Dans la même veine, le comité suggère que les administrations centrales de l'État doivent se recentrer sur leurs missions cœurs. C’est-à-dire, dans le cas de Bercy, que "le recouvrement de l'impôt, le conseil aux entreprises, les statistiques ou les études économiques, les missions de la direction des douanes" soient conduites par des agences.

Le deuxième point majeur mis en avant par les experts de Cap 22, repose sur la suppression de multiples aides jugées peu efficaces (taux réduits de TVA, aides à l'innovation, péréquation de la taxe d'aéroports, multiples coups de pouces à la transition énergétique). L'ensemble permettrait d'améliorer le solde public de plus de 5 milliards d'euros. Le comité estime pouvoir réaliser des économies du même ordre d'idées dans le domaine de la santé en améliorant la qualité des prises en charge. Parmi les propositions révélées par le Figaro, plusieurs portent sur l'organisation du système de soins (coordinateur des acteurs, offres de soins locales, renforcement de l’innovation) dont les impacts attendus sont la réduction de 10.000 du nombre de décès évitables par an et « plus de 5 milliards d'économies ». D’autres sur la réforme de Pôle Emploi. Ainsi, pour renforcer la responsabilisation des chômeurs, les experts proposent de mettre en concurrence tous les services d'aide au retour à l'emploi et de recentrer Pôle emploi sur ses missions d'indemnisation, de contrôle et d'accompagnement des chômeurs les moins autonomes. D'après leurs calculs, il en résultera une baisse de la durée du chômage et des économies à hauteur de 350 millions d'euros.

Le CAP 2022 suggérait aussi de faire le ménage dans les aides publiques particulièrement inefficaces à deux secteurs (soutien à la transition énergétique et au transport aérien) et, plus globalement, de supprimer toutes les niches fiscales et sociales peu efficaces (exonérations, taux réduits de TVA, aides à l’innovation) ainsi que les petites taxes qui créent des distorsions entre les secteurs. L'impact est puissant : plus de 5 milliards d'amélioration du solde public, entre économies (1 milliard) et recettes nouvelles (7 milliards).

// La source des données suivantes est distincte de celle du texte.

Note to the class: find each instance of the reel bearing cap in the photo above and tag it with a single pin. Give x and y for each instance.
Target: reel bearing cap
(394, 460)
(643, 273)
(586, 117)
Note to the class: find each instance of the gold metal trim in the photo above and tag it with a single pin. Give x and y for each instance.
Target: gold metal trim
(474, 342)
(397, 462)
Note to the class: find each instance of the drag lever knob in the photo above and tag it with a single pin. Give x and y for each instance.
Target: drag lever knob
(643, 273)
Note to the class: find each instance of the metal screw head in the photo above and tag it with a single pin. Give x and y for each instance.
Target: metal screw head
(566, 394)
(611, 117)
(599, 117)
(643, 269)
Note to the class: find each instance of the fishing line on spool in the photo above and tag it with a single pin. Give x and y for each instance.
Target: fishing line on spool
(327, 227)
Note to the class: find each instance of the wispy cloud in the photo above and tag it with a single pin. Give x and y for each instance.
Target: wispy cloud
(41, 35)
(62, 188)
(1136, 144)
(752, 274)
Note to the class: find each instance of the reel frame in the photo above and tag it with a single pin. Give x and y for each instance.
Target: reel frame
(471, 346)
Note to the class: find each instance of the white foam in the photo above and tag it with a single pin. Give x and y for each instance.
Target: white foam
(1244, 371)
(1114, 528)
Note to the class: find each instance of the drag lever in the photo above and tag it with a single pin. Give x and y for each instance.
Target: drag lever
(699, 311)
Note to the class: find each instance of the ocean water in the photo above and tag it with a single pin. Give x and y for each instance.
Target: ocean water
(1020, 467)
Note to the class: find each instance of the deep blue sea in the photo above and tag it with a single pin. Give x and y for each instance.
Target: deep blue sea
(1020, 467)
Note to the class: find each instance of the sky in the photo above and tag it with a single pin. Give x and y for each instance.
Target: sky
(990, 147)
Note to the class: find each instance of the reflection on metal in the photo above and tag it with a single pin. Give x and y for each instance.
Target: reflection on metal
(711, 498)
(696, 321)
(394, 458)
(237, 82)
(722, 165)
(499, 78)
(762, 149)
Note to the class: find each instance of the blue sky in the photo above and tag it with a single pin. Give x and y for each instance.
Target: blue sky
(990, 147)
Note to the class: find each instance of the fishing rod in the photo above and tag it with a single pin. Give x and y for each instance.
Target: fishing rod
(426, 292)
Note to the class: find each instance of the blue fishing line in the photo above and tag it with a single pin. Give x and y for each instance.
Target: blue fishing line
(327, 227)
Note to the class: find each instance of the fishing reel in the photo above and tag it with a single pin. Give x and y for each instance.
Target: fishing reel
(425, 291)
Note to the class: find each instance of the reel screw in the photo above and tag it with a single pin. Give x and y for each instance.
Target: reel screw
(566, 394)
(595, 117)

Mais Édouard Philippe qui boucle l’exercice budgétaire n’a pas voulu recevoir les experts qu’il avait pourtant missionnés. Preuve du peu d’importance que ce gouvernement porte à la réduction de la dépense publique. Sur ce sujet-là, Emmanuel Macron reste, hélas, enfermé dans les habitudes de « l’ancien Monde », alors que la Grande-Bretagne, l’Allemagne et surtout la Suède ont réussi cette révolution. C’est malheureux pour le pays. Et surtout pour les entreprises qui sont les premières à contribuer à cette excessive dépense publique.